Tout au long de l’été 2022, Moscou semblait épargné par la guerre et de somptueux événements étaient organisés. Mais à l’automne, avec la mobilisation nationale, la guerre a atteint la capitale. Plus de 300 000 hommes ont été envoyés au front, mal équipés et sans préparation. Nous avons rencontré Ekaterina à un point de recrutement, juste avant que son mari ne soit envoyé dans un camp d’entraînement à l’extérieur de Moscou. « Ils ne sont que de la chair à canon. » Elle aurait voulu qu’il refuse de répondre à la convocation, estimant préférable qu’il passe quelques années en prison plutôt que d’être renvoyé mort chez lui.

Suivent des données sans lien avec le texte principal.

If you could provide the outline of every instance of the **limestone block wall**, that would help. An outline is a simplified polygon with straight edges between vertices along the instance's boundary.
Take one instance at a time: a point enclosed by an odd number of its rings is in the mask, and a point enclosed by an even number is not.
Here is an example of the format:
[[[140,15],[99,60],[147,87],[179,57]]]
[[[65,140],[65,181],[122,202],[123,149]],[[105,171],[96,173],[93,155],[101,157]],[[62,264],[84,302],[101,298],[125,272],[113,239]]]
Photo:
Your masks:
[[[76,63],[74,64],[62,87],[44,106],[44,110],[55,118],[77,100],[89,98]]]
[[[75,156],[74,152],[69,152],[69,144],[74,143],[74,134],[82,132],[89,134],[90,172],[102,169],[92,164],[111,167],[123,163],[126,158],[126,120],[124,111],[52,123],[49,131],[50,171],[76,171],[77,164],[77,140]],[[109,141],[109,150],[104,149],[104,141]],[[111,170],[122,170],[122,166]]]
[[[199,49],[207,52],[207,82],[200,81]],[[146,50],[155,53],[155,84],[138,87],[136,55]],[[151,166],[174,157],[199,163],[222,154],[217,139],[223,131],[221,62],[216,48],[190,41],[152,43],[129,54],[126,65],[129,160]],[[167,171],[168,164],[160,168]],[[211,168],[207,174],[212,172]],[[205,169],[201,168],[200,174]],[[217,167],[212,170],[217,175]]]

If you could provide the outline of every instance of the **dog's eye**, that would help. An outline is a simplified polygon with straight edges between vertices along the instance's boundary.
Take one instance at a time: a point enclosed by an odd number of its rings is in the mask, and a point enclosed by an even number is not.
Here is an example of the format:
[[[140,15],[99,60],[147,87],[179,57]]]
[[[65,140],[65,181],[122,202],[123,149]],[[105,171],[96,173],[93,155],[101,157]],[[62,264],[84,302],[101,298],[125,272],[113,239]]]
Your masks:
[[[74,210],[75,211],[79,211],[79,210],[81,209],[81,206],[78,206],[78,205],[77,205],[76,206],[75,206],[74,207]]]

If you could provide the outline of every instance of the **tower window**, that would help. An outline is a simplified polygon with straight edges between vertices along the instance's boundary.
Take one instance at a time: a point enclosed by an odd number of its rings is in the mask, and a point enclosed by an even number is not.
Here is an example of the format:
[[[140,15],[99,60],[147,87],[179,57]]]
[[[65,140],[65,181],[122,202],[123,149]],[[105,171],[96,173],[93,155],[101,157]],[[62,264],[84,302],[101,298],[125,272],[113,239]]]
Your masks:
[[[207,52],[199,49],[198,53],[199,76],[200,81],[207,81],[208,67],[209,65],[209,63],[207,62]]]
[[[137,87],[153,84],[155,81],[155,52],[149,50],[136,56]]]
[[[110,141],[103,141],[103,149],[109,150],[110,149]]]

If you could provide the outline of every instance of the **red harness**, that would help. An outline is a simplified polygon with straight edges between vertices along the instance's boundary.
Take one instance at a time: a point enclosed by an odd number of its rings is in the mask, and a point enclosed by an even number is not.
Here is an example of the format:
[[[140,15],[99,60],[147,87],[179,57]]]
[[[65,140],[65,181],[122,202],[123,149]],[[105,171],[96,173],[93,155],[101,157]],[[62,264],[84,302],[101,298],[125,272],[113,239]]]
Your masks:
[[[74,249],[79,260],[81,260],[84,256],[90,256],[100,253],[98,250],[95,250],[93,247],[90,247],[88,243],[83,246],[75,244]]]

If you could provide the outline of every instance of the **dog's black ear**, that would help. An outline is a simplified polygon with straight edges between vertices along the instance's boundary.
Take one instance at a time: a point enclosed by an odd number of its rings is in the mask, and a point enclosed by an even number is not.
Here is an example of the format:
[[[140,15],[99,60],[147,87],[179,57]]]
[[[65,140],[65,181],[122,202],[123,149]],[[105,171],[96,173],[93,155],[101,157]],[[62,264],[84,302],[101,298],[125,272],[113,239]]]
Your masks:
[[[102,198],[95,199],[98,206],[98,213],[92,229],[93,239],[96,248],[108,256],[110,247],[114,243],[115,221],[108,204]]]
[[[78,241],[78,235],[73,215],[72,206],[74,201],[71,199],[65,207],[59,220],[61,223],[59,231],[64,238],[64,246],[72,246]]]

Alors que la guerre en Ukraine se poursuit, les programmes scolaires à travers la Russie sont inondés de leçons et d’activités parascolaires axées sur le patriotisme et les sujets militaires. Tout cela s’inscrit dans le cadre d’une vaste campagne du Kremlin visant à militariser la société russe, à former les générations futures à vénérer l’armée, et à consolider davantage le récit du président Vladimir V. Poutine selon lequel « une véritable guerre a de nouveau été lancée contre notre mère patrie ».